The dreamworld of the Dior spring-summer 2022 women’s ready-to-wear collection is nourished by curiosity, desire, and research. It is structured around a network of associations as Maria Grazia Chiuri explores Marc Bohan’s long tenure as Creative Director of Dior. More precisely, she highlights the Slim Look collection, presented in 1961 and described by the fashion press as follows: “It completely changes fashion, just as the New Look did in 1947.1”
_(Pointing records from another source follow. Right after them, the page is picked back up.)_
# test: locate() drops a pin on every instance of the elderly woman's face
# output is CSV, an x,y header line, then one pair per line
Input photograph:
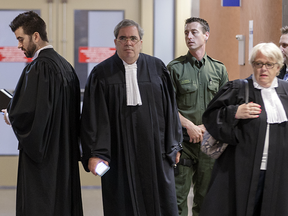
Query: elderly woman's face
x,y
264,75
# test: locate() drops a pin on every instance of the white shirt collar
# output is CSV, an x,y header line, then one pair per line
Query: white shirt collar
x,y
38,51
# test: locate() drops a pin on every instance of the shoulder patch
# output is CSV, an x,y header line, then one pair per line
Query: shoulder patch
x,y
214,60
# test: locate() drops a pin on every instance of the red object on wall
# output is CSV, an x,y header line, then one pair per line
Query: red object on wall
x,y
13,54
95,54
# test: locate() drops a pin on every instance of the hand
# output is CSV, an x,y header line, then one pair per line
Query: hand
x,y
4,111
247,111
195,133
92,163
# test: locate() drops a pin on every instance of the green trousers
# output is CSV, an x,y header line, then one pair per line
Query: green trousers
x,y
198,173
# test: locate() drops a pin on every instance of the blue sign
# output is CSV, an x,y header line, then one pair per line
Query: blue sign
x,y
231,3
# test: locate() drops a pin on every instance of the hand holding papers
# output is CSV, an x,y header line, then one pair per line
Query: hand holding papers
x,y
5,98
101,168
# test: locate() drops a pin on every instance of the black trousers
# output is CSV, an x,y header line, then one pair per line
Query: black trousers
x,y
259,194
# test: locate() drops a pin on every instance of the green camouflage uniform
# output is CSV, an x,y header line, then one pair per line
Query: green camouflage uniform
x,y
195,84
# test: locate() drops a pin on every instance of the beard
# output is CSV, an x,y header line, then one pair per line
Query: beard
x,y
31,49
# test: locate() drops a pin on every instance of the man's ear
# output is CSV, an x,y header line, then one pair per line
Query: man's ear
x,y
207,35
36,37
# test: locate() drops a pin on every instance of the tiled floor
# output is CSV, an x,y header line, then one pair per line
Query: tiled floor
x,y
91,198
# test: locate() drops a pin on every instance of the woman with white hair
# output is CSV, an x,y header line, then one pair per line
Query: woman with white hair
x,y
250,178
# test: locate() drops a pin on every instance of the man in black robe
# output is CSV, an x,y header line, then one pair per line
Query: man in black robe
x,y
44,114
130,121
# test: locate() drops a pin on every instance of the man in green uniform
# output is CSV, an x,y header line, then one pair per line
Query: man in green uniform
x,y
196,78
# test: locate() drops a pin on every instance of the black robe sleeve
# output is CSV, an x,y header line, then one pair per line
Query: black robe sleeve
x,y
219,117
30,111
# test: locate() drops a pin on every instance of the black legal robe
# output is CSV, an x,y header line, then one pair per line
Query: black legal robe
x,y
44,113
236,173
139,142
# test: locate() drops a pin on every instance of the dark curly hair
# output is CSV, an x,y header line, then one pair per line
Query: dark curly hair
x,y
31,22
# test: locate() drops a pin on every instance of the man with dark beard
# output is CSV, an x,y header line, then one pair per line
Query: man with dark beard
x,y
44,114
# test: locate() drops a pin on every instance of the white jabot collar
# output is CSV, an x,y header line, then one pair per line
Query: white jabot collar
x,y
38,51
132,88
273,106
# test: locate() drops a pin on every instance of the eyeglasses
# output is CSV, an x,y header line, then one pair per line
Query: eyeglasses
x,y
133,39
267,65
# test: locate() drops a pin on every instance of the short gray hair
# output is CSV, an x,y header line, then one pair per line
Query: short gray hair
x,y
126,23
270,50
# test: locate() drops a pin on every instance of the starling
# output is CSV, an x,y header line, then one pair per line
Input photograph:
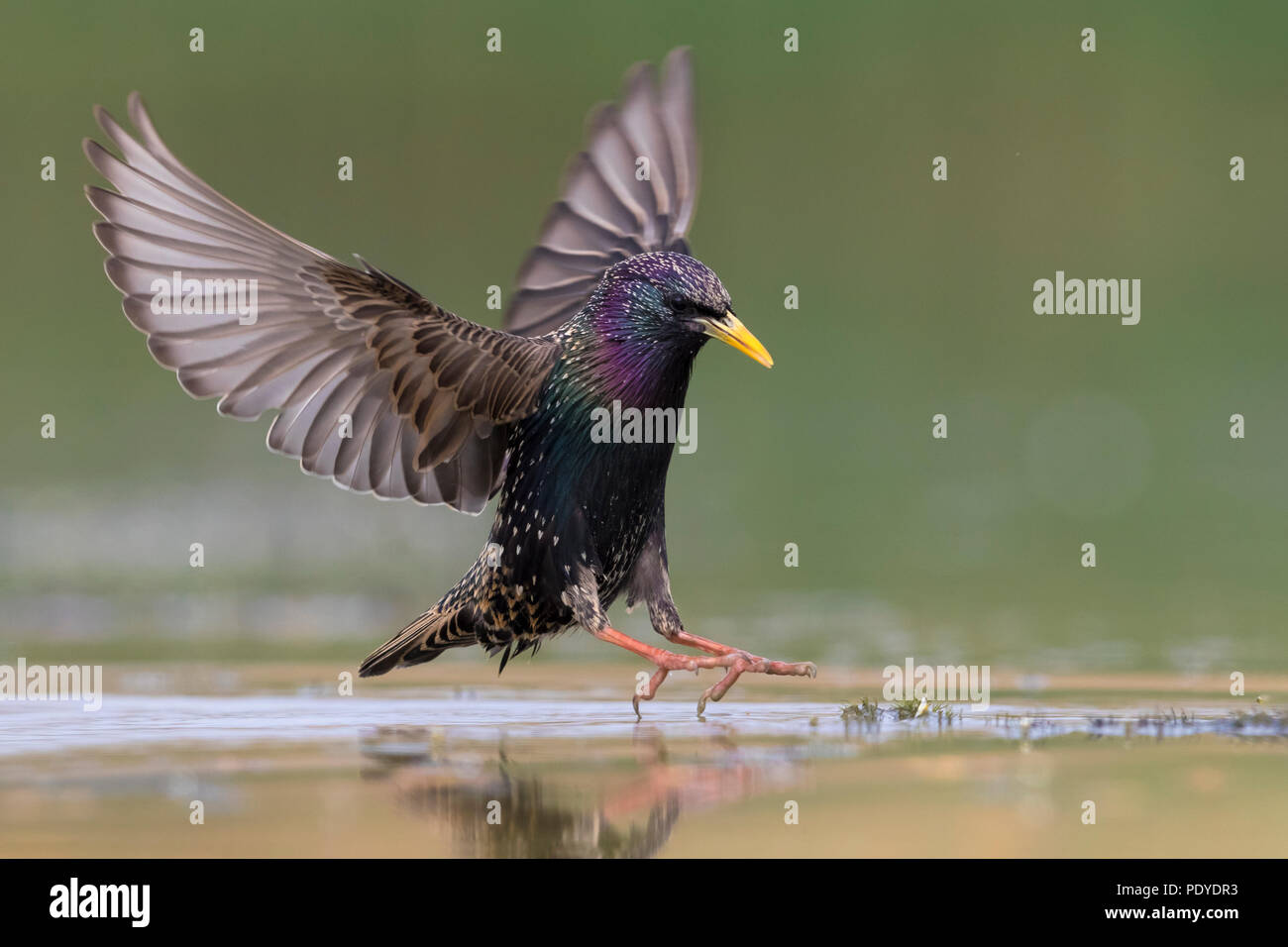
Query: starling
x,y
385,392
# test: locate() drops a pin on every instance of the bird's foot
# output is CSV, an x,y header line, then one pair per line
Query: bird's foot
x,y
734,661
751,664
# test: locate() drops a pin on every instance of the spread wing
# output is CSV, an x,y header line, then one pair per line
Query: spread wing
x,y
610,209
376,386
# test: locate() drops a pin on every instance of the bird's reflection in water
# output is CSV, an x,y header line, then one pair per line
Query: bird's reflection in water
x,y
617,805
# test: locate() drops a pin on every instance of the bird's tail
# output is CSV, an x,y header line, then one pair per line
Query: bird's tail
x,y
433,633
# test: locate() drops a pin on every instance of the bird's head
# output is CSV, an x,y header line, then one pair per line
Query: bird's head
x,y
674,299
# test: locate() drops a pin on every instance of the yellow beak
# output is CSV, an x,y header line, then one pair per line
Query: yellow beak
x,y
730,331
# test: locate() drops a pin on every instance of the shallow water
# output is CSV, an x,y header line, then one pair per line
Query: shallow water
x,y
484,771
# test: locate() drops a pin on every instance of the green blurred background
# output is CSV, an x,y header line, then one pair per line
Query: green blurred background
x,y
915,298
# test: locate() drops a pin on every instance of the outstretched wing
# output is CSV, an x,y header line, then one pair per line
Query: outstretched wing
x,y
376,386
631,191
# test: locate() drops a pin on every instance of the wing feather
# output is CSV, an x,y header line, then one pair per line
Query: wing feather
x,y
375,386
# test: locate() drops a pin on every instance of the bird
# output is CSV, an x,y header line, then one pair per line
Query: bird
x,y
385,392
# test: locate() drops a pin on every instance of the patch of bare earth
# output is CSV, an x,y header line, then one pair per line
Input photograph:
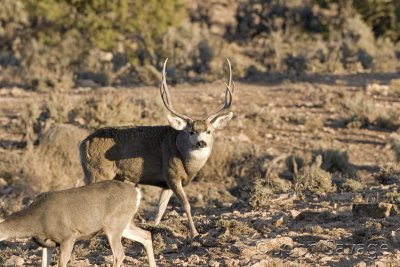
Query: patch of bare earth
x,y
249,209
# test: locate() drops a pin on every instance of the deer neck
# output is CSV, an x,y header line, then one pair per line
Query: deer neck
x,y
192,158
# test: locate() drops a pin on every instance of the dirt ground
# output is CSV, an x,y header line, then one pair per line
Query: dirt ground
x,y
272,119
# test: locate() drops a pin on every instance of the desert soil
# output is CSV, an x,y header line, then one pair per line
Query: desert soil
x,y
315,231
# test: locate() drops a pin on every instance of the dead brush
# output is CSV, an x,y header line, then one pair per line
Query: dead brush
x,y
260,195
313,179
53,163
334,160
388,174
395,143
359,111
228,161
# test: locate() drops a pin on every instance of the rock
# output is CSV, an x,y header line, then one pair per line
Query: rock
x,y
294,213
213,263
373,210
14,261
279,222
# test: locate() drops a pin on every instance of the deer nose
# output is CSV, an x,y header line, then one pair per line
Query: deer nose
x,y
201,144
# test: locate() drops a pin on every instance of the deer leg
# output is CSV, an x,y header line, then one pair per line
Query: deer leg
x,y
178,190
46,256
162,204
137,234
117,248
66,249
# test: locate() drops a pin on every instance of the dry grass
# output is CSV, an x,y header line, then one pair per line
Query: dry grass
x,y
395,143
361,111
334,160
314,180
54,162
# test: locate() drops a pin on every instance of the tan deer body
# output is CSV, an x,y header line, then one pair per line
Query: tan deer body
x,y
164,156
62,217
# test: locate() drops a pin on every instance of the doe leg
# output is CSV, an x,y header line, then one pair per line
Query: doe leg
x,y
46,256
162,204
137,234
117,248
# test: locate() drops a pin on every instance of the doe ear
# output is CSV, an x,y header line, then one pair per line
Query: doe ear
x,y
221,121
176,122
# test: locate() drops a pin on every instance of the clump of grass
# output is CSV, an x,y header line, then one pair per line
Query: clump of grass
x,y
234,227
371,231
394,87
260,195
229,160
392,197
395,143
54,162
334,160
360,111
352,185
314,123
158,243
388,174
314,180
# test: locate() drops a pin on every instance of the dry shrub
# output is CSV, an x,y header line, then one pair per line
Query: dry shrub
x,y
360,111
314,180
158,243
394,87
395,143
388,174
352,185
334,160
314,123
260,195
392,197
54,163
370,232
227,160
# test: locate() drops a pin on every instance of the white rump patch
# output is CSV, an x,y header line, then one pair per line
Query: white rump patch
x,y
138,198
201,154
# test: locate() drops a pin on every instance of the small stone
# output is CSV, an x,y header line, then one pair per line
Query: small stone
x,y
213,263
14,261
294,213
279,222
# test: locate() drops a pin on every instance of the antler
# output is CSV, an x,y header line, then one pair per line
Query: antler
x,y
165,96
228,96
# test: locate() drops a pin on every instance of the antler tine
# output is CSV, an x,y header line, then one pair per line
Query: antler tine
x,y
165,95
228,95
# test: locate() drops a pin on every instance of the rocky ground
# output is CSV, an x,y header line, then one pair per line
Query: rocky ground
x,y
289,227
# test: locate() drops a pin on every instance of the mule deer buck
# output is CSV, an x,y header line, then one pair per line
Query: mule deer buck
x,y
164,156
62,217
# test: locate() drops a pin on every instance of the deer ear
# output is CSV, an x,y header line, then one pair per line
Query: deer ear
x,y
222,121
176,122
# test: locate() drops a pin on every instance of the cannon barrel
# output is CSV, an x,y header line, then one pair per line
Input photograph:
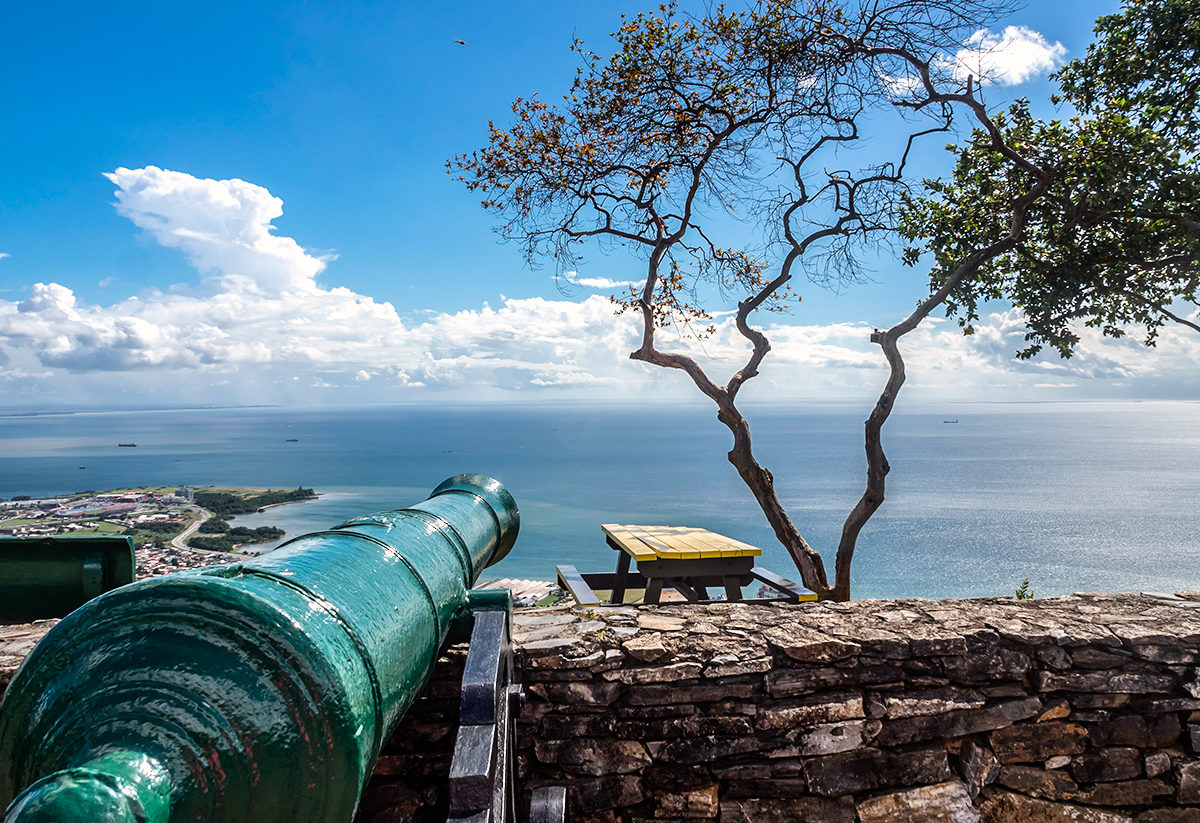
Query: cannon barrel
x,y
259,691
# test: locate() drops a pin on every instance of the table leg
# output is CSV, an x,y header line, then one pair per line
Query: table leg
x,y
618,588
653,590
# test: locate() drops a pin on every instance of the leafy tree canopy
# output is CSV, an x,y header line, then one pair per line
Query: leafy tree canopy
x,y
1116,240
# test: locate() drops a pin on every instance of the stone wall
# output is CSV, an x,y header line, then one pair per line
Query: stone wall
x,y
1083,708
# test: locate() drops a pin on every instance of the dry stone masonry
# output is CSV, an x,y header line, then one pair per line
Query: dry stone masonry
x,y
1083,708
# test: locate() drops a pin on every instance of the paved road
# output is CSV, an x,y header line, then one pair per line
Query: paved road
x,y
180,540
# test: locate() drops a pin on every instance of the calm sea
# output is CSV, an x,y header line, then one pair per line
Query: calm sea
x,y
1075,497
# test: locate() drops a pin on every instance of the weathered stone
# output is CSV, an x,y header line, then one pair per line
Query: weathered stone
x,y
768,787
768,810
1009,808
579,694
1125,683
736,666
1157,732
978,767
653,620
1128,793
646,648
658,694
696,803
957,724
829,738
786,683
660,673
708,749
1054,656
591,756
871,768
1031,743
1157,763
1169,816
1055,709
930,701
809,646
1189,782
1048,784
809,710
1164,654
526,622
942,803
1113,763
987,666
587,797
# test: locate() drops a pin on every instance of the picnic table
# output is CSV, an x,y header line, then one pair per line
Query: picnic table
x,y
687,559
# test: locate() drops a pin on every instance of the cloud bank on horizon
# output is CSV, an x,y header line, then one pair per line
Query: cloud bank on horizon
x,y
259,326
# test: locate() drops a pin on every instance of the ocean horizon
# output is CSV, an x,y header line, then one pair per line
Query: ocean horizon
x,y
982,496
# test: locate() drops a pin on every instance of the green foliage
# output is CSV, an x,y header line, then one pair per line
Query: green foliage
x,y
154,528
229,504
1116,240
214,526
235,536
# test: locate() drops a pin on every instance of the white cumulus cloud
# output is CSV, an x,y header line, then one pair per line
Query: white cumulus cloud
x,y
261,328
1009,58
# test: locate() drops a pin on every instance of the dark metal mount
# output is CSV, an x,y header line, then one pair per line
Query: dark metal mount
x,y
481,773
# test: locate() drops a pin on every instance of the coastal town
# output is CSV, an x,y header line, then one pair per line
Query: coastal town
x,y
172,528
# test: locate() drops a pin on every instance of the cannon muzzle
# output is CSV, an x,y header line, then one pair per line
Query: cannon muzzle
x,y
259,691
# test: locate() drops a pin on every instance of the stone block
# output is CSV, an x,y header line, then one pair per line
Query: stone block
x,y
697,803
978,767
942,803
1047,784
987,666
1030,743
709,691
658,673
1128,793
929,701
1157,763
646,648
809,710
579,694
957,724
769,810
772,787
1108,682
1009,808
597,757
1103,764
1189,784
588,797
1169,816
707,750
808,646
829,738
867,769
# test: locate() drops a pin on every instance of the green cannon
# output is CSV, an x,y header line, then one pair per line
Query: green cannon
x,y
48,577
259,691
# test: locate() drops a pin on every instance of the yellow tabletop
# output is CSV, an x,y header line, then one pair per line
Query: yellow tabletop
x,y
675,542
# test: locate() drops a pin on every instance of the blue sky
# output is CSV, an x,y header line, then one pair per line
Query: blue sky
x,y
277,226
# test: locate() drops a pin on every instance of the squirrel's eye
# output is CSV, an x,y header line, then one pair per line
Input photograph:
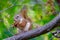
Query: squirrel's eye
x,y
17,17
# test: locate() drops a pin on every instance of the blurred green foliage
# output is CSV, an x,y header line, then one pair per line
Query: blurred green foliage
x,y
36,10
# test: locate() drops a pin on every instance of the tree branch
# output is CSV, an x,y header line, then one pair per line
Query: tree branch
x,y
34,33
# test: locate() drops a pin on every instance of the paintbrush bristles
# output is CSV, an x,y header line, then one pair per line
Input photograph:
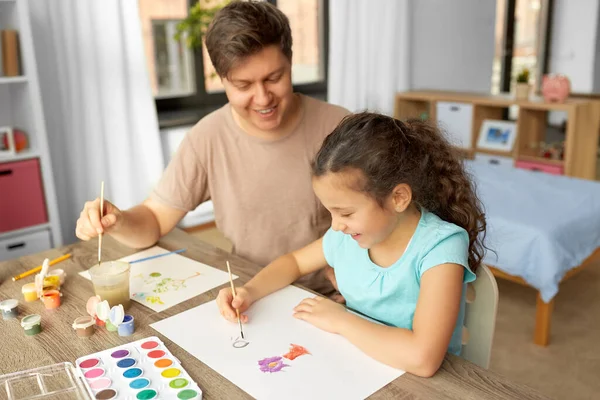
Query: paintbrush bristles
x,y
101,215
234,295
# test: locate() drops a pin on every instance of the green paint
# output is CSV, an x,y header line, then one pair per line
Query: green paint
x,y
187,394
147,394
178,383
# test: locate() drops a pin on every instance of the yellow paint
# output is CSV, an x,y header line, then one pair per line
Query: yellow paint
x,y
171,373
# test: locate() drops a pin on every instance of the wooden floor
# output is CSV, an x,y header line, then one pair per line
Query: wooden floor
x,y
568,368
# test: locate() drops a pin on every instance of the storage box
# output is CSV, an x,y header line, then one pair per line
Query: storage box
x,y
22,202
25,244
540,166
500,161
455,120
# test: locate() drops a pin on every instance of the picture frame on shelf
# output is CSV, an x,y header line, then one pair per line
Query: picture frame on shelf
x,y
7,142
497,135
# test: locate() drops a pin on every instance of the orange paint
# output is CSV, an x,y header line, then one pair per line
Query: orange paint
x,y
296,351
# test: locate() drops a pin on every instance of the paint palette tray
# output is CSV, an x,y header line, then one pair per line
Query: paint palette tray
x,y
140,370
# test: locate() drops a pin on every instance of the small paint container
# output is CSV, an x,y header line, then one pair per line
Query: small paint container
x,y
10,308
29,292
127,327
51,282
51,299
84,326
60,273
32,324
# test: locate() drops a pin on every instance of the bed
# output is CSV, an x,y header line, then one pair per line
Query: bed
x,y
542,229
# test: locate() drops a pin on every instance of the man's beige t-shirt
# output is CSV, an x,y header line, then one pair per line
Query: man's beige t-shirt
x,y
261,189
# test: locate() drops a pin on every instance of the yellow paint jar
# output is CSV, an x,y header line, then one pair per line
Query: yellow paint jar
x,y
52,281
29,292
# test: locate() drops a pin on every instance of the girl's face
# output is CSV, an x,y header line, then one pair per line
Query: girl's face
x,y
353,212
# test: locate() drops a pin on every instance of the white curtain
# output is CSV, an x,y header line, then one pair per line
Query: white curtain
x,y
98,105
369,53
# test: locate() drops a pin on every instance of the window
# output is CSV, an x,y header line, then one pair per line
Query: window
x,y
522,39
185,79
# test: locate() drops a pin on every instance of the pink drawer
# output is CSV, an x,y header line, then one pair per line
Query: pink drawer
x,y
540,166
21,195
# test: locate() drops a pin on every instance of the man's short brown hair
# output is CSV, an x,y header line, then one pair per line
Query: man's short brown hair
x,y
243,28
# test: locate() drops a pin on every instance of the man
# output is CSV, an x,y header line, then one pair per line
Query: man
x,y
250,157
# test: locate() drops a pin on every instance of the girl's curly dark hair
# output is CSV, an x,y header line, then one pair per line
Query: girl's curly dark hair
x,y
390,152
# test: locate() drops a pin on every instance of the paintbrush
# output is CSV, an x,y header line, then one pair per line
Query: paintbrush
x,y
234,295
101,215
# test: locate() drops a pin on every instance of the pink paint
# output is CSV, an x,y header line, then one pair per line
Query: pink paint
x,y
101,383
89,363
94,373
151,344
156,354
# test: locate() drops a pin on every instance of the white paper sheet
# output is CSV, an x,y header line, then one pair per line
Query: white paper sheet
x,y
163,282
334,368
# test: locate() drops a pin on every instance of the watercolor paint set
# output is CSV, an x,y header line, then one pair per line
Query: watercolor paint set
x,y
140,370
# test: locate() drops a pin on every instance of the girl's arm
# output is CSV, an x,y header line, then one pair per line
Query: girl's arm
x,y
287,269
278,274
419,351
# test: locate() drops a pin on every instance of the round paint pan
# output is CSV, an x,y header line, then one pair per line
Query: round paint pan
x,y
126,363
179,383
156,354
133,373
188,394
163,363
89,363
139,383
147,394
94,373
170,373
106,394
149,345
120,353
100,383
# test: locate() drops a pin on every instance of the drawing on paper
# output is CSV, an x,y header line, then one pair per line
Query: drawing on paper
x,y
275,364
295,351
160,285
272,364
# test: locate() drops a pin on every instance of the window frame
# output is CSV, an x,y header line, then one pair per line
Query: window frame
x,y
201,99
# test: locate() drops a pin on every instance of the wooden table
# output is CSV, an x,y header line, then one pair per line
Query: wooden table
x,y
456,379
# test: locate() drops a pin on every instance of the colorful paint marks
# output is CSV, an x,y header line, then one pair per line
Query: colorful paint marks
x,y
276,364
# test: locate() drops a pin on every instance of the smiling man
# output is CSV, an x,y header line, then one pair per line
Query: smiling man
x,y
251,157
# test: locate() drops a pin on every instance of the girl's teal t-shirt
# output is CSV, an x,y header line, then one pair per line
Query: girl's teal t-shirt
x,y
390,294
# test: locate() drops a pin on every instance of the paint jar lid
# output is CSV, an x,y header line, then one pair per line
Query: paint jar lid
x,y
102,310
8,305
29,287
30,320
117,314
83,322
92,304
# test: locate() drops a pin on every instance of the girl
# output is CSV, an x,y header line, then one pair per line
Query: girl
x,y
405,238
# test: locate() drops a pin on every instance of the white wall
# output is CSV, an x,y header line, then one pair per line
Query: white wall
x,y
453,44
573,48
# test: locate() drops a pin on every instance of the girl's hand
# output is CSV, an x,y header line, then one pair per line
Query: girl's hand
x,y
321,312
227,303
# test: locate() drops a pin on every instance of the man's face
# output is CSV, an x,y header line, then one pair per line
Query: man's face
x,y
260,90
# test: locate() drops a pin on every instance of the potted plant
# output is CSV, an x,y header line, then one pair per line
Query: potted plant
x,y
522,85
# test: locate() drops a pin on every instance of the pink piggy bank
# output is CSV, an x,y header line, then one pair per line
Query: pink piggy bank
x,y
556,88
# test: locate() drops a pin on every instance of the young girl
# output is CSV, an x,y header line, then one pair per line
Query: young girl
x,y
405,238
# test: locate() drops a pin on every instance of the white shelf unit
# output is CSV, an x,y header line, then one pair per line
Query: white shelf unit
x,y
21,108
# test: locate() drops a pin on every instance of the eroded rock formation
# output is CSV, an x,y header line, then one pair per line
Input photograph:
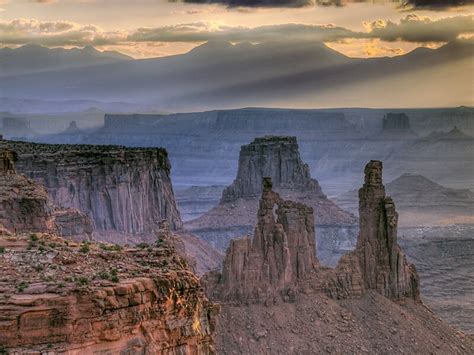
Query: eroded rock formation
x,y
23,203
56,299
281,252
124,190
383,264
276,157
59,296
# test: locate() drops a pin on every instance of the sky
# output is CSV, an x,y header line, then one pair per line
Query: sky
x,y
155,28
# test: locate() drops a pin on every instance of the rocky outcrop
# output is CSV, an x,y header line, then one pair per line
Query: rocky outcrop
x,y
276,157
72,224
123,190
59,296
383,264
69,298
281,252
24,204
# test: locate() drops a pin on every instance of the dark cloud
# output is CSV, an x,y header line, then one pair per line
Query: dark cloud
x,y
404,4
411,28
436,4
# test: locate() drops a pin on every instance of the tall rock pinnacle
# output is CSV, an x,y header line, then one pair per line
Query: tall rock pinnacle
x,y
281,253
382,262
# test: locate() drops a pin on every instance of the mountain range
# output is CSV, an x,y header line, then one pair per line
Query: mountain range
x,y
33,58
301,74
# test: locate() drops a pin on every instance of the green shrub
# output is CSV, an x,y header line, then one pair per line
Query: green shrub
x,y
82,280
22,286
84,248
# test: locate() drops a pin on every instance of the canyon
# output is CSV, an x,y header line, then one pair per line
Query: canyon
x,y
276,157
61,296
276,298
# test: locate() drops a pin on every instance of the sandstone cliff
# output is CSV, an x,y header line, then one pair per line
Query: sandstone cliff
x,y
276,157
59,296
69,298
23,203
369,303
125,191
280,253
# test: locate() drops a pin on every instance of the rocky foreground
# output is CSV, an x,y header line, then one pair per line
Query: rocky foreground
x,y
277,299
60,296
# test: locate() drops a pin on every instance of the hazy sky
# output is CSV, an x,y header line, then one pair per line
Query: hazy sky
x,y
150,28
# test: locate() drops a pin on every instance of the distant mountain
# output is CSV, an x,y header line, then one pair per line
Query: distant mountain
x,y
278,74
33,58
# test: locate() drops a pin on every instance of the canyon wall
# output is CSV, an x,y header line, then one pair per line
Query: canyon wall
x,y
123,190
60,296
24,204
280,259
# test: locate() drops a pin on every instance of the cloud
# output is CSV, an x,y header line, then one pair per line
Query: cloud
x,y
414,28
411,28
56,33
207,31
404,4
435,4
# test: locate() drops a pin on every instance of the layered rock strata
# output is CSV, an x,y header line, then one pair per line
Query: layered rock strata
x,y
59,296
24,205
382,262
276,157
69,298
280,259
281,252
123,190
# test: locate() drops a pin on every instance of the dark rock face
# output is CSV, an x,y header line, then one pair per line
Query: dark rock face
x,y
280,254
23,203
276,157
123,190
396,121
382,262
280,260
Maria Grazia Chiuri thus revisits the early 1960s, etching out the contours of change and formulating a new lexicon for a world still reeling from the pandemic. Silhouettes also reveal cuts and graphic effects transposed in yellow, green, red, navy, orange, and raspberry, giving Bohan’s aesthetic a color block spin. These colors also symbolize the spatial geometries at the heart of games dreamt up by artist Anna Paparatti to question the rules of art and life. Inspired by her singular style, Maria Grazia Chiuri approached her to conceive the show’s scenography in an absurdist spirit reflecting the universe of her various works2.
Jackets reinvented with a boxy cut, refined coats, skirts, Bermudas, shorts, and dresses are combined in multiple ways in a series of contrasts. A selection of designs produced in 3D embroidery are enhanced by a textured visual effect. Materials such as scuba and nylon reinterpret volumes, revolutionizing the look of the woman who wears them. Silhouettes conceived to shine on the dancefloor evoke the legendary Roman nightclub, the Piper Club, a sprawling, colorful venue, and an emblem of freedom. A laboratory that experimented with the arts and fashion without prejudice, offering a unique sense of creativity – like Le Palace in Paris. A place where artists mingled with philosophers, muses, and actors, among others, in a completely new and unexpected setting, just like this collection, embodied by Anna Paparatti’s Il Gioco del Nonsense (The Game of Nonsense). Nonsense, as the American poet and literary critic Susan Stewart writes, is “perfect, pure, an untouched surface of meaning whose every gesture is reflexive.3”
1 Excerpt from L’Aurore, January 27th, 1961, quoted in the book Dior by Marc Bohan published by Editions Assouline, 2018.
2 Anna Paparatti drew inspiration from various creations themed around games, such as her work Il Gioco del Nonsense.
3 From Nonsense: Aspects of Intertextuality in Folklore and Literature, Johns Hopkins University Press, 1979.